# MPT 30B inference code using CPU

Run inference on the latest MPT-30B model using your CPU. This inference code uses a [ggml](https://github.com/ggerganov/ggml) quantized model. To run the model we'll use a library called [ctransformers](https://github.com/marella/ctransformers) that has bindings to ggml in python.

Turn style with history on latest commit:

![Inference Chat](https://user-images.githubusercontent.com/7272343/248859199-28a82f3d-ee54-44e4-b22d-ca348ac667e3.png)

Video of initial demo:

[Inference Demo](https://github.com/abacaj/mpt-30B-inference/assets/7272343/486fc9b1-8216-43cc-93c3-781677235502)

## Requirements

I recommend you use docker for this model, it will make everything easier for you. Minimum specs system with 32GB of ram. Recommend to use `python 3.10`.

## Tested working on

Will post some numbers for these two later.

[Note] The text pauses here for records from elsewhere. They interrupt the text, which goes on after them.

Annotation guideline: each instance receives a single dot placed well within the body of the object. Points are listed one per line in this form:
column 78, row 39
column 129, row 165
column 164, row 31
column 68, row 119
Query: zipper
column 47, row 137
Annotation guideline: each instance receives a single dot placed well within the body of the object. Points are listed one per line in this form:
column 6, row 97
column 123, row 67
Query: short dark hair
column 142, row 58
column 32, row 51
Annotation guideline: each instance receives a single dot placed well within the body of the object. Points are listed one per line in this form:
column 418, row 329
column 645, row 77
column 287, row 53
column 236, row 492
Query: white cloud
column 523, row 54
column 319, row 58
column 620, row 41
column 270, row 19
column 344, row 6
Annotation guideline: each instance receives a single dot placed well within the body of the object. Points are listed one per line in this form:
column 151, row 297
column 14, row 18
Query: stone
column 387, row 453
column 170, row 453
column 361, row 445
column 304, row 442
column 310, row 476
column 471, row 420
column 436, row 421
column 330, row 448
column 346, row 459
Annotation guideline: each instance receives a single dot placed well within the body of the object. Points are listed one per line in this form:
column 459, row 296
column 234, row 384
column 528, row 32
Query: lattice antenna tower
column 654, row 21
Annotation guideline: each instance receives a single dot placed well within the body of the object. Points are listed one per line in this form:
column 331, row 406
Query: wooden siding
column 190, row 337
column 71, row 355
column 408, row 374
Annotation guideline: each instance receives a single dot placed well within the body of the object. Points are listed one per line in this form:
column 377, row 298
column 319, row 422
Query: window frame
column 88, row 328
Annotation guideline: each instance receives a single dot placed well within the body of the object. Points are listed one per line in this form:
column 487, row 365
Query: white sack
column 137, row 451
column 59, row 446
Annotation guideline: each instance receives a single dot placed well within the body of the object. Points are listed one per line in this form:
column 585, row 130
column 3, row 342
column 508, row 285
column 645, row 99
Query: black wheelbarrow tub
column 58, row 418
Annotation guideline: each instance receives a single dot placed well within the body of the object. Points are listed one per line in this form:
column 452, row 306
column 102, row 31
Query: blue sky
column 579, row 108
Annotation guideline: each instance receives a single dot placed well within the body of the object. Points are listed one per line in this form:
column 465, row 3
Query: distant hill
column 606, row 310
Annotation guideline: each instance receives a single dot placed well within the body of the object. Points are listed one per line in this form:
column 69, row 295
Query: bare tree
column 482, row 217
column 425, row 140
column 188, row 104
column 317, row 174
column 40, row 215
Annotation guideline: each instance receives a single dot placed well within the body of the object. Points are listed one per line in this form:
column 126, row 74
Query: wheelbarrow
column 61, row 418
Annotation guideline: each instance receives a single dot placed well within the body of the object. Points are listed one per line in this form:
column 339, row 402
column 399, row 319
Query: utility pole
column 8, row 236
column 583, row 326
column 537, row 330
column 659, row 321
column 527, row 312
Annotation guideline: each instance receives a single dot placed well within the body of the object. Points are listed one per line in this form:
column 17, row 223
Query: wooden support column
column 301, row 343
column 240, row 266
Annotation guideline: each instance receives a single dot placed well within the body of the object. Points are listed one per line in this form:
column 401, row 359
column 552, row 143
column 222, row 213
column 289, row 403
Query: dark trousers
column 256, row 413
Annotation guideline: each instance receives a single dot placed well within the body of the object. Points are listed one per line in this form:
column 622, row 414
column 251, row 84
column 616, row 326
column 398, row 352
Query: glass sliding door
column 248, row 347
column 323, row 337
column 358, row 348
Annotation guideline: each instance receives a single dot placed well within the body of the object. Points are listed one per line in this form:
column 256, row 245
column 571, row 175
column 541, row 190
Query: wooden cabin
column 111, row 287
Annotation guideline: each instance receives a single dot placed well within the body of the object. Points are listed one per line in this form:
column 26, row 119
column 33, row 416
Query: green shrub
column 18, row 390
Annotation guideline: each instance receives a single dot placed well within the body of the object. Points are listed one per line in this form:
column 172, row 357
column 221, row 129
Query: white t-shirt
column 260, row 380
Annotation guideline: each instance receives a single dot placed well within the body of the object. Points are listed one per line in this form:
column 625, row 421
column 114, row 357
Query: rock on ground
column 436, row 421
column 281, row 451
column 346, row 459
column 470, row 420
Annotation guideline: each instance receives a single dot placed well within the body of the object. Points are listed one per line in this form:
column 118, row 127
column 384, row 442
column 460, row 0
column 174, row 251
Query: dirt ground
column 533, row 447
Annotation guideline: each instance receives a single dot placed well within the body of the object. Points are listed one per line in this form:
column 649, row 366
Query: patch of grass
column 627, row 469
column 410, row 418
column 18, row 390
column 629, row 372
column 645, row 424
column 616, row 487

- AMD Epyc 7003 series CPU
- AMD Ryzen 5950x CPU

## Setup

First create a venv.

```sh
python -m venv env && source env/bin/activate
```

Next install dependencies.

```sh
pip install -r requirements.txt
```

Next download the quantized model weights (about 19GB).

```sh
python download_model.py
```

Ready to rock, run inference.

```sh
python inference.py
```

Next modify inference script prompt and generation parameters.